Bu enstrümanın ana kaynağı kimlerdir ve kimler bu sistemden azami istifade ederler?
Bu enstrümanın senin inanç sistemindeki karşılığı nedir?
Yukarıdaki sorulara kısaca cevap verecek olursak, günümüzde maalesef kapitalizmin mutlak iktidarının hemen herkes tarafından kabullenilmiş ve içselleştirilmiş olduğu görülüyor. Bu Merkezde de bu sistemin işleri görülecektir. Bu sistemin esas enstrümanı, olmazsa olmazı da faizdir. Oranı ne olursa olsun faiz netice itibariyle faizdir. Ve faiz piyasası ağırlıklı olarak Başbakanımızın “one minute” diye çıkıştığı kesimin kontrolünde ve istifadesindedir. Bu enstrümanın inanç sistemimiz içindeki yerine gelince,
Tekirdağ’ı “Dünya Şarap Merkezi”, Antalya’yı “Kumar Merkezi” veya bir başka ilimizi “Domuz Üretim Merkezi” yapalım dendiğinde itiraz edecekler İstanbul bir nevi “Faiz Merkezi” yapılacak dendiğinde maalesef itiraz etmek şöyle dursun ben bunun neresinde olabilirim arayışı içine girdiler.
Evet içki de, kumar da, domuz da inanç sistemimiz tarafından haram kılınmıştır ve üzerine söylenecek söz yoktur. Ancak tüm bunlarla ilgili ayetlerdeki yasaklama ve karşılığındaki cezalarla ilgili ifadelerle, “Faiz” hakkındaki yasaklama ve karşılığındaki cezalarla ilgili ifadelere bakacak olursanız hangisinin daha şiddetle kınandığını görürsünüz. Mesela, hiçbirine karsı Allah ve Resulunun savaş açtığından bahsedilmez, faizden başka. (2/219, 4/43, 5/90,91 – 2/173, 5/3, 6/145, 16/115 – 2/275, 276, 278, 279, 3/130, 4/161, 30/39)
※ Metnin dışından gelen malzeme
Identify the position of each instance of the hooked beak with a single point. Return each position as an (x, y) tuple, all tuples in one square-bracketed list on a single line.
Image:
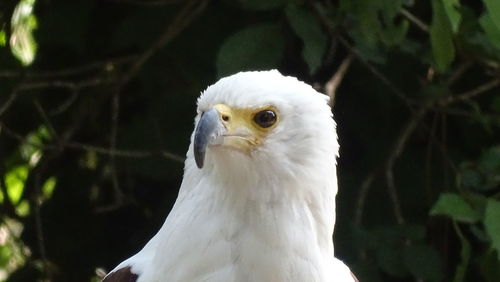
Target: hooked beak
[(208, 132), (229, 128)]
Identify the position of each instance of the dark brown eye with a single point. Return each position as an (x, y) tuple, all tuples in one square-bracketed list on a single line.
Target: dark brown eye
[(265, 118)]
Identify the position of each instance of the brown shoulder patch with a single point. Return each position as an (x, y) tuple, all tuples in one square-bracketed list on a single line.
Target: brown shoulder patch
[(121, 275)]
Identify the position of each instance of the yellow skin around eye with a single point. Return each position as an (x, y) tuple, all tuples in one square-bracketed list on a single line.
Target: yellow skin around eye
[(243, 133)]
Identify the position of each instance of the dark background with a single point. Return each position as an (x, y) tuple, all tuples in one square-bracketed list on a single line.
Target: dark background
[(97, 100)]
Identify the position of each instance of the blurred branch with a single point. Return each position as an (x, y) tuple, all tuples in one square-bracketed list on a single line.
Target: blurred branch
[(388, 168), (334, 82), (100, 150), (459, 72), (107, 64), (147, 2), (471, 93), (416, 21), (72, 86), (35, 202), (187, 14), (334, 34), (119, 197), (45, 118)]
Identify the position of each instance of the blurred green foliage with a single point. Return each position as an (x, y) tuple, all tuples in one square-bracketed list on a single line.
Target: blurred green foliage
[(97, 100)]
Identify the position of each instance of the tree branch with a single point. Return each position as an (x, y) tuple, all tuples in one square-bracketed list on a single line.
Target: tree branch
[(334, 82)]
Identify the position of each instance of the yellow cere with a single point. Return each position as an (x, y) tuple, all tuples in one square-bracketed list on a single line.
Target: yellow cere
[(243, 132)]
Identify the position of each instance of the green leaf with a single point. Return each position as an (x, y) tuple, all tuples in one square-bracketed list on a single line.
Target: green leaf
[(48, 187), (14, 180), (493, 8), (308, 28), (257, 47), (22, 42), (491, 30), (261, 4), (454, 16), (492, 223), (423, 262), (455, 207), (443, 49)]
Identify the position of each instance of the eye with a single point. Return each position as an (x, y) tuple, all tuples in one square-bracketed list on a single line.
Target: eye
[(265, 118)]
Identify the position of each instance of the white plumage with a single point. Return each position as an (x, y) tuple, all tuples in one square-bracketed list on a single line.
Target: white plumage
[(263, 213)]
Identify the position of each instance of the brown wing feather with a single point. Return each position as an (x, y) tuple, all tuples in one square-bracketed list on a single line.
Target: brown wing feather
[(121, 275)]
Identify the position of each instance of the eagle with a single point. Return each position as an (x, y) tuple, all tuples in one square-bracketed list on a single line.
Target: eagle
[(257, 201)]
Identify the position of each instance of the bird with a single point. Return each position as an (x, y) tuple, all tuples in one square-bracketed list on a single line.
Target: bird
[(257, 200)]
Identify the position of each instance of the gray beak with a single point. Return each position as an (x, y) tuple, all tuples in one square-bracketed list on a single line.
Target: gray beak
[(207, 132)]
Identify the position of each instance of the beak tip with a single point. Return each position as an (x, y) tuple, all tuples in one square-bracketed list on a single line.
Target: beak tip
[(199, 162)]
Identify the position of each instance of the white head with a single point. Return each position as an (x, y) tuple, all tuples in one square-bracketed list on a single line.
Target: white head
[(265, 123)]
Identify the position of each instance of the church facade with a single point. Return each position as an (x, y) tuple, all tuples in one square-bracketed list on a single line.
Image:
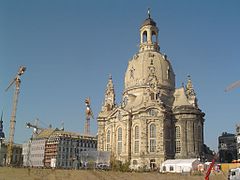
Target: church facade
[(155, 120)]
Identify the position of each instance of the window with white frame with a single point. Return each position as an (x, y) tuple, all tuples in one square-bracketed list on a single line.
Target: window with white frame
[(119, 140), (108, 140), (178, 139), (152, 138), (136, 139)]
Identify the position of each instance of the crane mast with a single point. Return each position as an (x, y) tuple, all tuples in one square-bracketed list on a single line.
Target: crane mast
[(17, 82), (89, 114)]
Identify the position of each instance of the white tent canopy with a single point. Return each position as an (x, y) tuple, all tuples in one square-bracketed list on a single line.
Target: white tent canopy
[(179, 165)]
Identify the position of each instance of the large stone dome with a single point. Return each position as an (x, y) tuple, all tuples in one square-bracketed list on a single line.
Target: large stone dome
[(146, 67), (149, 72)]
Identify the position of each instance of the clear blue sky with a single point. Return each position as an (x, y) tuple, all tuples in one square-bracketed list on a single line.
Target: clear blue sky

Faiz ve sistemiyle ilgili olarak bütün bunlar gayet net iken, muhafazakar ve dindar bir iktidarın bu icraatını nasıl değerlendireceğiz. Sayın Başbakan ve ekibi için, bazılarının çok kolayca ifade ettikleri ihanet ve işbirliğinden bahsetmek içimize sinmez. Herhalde cehaletten de bahsedilemez. Olsa olsa işletme körlüğü ve ambalajın yol açtığı gafletten bahsedilebilir. İnşallah İktidar sahipleri, ülkenin manevi dinamiklerini dinamitleyecek olan bu benzeri icraatlarının aslında neye hizmet edeceğini düşünerek tekrardan gözden geçirme imkanı bulabilirler.
Ayrıca, İstanbul’a marka arayışına da hiç gerek yoktur. İstanbul’un zaten bize göre bir markası vardır. İstanbul için “Fethi Peygamber Tarafından Müjdelenmiş Şehir Markası” varken başka marka aramaya niye gerek duyulur. Hem bu öyle bir marka ki, değil bir İstanbul’a yüz İstanbul’a bile fazlasıyla yeter.
Öncelikle aramıza hoş geldin.
Böyle güzel bir yazı ile başlamış olman ve tebliğ etmiş olmandan dolayı tebrik ederim. Mühendislerin de edebiyatçılar kadar güzel düşünebildikleri ve yazabildiklerini en güzel örneğini teşkil ettin.
Eline, yüreğine sağlık.
Bu konuyu bundan böyle daha çok gündeme taşımalıyız. Ve Sivil Haber olarak bunu her platformda gündeme taşıyacağız inşallah.